SKATERS are all New York transplants, having come together in the city a few years ago. Barely settled, the guys — former members of Dead Trees, Paddingtons and Dirty Pretty Things — formed a band and penned an EP, Schemers, which caught the attention of Warner Bros, who signed the band soon after.
Manhattan, which is streaming now and drops in the U.S. on February 25, is a kind of culmination of those years in New York — a step up from the similarly city-centric EP.
“Schemers was the five songs that… encapsulated what we had experienced in New York in that brief time that we had been there,” Rubin said. “The songs were written about the city and when songs are written about New York, they’re very idiosyncratic to the New York thing. You can’t really escape it.”
As Rubin said, the LP takes a more immersive dive — from “To Be Young,” which takes a wry look at newer transplants, a.k.a. “a generation of jerks,” to closer “This Much I Care,” a darker deal that seems to encapsulate how we all feel (or don’t feel) about love after years in the city.
In between, there’s ruminations on girls who bust up bands (“Bandbreaker”), the harrowing tale of a sniper cornered (“Deadbolt”) and just loose-limbed dance jams like “I Wanna Dance (But I Don’t Know How).”

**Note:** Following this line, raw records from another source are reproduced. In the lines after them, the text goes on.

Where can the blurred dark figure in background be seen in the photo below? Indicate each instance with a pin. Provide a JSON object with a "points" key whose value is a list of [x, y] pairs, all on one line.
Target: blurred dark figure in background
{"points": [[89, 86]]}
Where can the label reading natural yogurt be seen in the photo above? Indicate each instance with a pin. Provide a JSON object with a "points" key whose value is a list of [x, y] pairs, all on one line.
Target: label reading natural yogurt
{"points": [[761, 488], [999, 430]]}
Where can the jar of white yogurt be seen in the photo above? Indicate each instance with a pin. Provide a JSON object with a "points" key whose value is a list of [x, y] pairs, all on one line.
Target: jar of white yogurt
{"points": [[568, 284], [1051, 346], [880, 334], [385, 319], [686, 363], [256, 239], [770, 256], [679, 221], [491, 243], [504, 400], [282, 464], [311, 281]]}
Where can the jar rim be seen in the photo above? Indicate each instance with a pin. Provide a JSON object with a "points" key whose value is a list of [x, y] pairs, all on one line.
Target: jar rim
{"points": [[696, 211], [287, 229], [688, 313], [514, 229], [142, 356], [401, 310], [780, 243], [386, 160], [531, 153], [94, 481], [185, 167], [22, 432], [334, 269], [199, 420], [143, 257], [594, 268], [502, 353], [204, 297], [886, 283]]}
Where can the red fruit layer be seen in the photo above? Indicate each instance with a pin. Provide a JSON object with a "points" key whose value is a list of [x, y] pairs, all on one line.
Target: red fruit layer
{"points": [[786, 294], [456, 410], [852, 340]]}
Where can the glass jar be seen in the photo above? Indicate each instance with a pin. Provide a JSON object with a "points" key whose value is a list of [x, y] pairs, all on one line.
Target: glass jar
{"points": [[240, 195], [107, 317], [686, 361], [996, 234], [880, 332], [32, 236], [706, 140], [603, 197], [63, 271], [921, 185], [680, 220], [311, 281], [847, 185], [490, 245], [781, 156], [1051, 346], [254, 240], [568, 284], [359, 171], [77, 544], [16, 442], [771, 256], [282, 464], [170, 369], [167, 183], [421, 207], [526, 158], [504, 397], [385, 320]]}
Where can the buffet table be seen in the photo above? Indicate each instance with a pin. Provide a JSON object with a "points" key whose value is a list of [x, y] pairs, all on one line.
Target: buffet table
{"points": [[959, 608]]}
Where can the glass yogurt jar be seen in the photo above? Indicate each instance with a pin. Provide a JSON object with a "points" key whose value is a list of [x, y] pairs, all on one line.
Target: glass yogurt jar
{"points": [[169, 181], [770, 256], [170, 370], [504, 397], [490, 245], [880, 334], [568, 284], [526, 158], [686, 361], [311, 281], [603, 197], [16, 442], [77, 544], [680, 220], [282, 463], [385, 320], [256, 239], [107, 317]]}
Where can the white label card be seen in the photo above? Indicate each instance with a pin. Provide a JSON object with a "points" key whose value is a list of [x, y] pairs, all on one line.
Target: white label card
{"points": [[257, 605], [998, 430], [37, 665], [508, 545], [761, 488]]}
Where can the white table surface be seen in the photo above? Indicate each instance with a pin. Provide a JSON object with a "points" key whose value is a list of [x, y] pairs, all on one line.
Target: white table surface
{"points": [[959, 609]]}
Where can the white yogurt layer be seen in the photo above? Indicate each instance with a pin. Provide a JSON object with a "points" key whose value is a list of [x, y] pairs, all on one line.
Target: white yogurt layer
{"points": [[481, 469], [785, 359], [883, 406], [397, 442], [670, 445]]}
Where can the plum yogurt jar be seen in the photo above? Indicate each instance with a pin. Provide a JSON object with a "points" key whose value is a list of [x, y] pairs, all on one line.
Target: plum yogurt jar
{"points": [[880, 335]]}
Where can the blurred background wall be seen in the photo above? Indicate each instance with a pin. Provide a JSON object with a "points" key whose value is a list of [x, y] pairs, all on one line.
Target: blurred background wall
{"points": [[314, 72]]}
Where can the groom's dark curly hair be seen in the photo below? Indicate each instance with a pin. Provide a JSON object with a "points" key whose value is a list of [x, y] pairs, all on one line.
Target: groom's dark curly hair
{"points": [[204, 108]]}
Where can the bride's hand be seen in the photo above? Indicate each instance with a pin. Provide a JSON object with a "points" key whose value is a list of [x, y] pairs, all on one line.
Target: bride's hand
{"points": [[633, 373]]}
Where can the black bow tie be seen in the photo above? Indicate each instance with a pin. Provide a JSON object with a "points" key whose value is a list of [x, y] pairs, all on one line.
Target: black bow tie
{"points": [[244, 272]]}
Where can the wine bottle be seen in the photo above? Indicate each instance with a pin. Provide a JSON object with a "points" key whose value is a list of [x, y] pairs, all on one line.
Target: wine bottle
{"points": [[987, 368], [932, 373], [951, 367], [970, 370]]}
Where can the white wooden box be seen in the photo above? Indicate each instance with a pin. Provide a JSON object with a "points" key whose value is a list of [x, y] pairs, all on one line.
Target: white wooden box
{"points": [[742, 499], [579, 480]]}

Studded throughout — ala The So So Glos on their latest, Blowout — are also sonic snippets of the city: the sound of the subway, girls talking loudly about getting a condo, a cab driver chatting about prayer, etc.
“It’s a transition from being in different bands and living in different parts of the world and ending up in New York,” guitarist Josh Hubbard added, speaking of the record’s progression. “So the later tracks on the record become a little darker and a little bit more distorted.”
Dark and distorted? Tourists beware.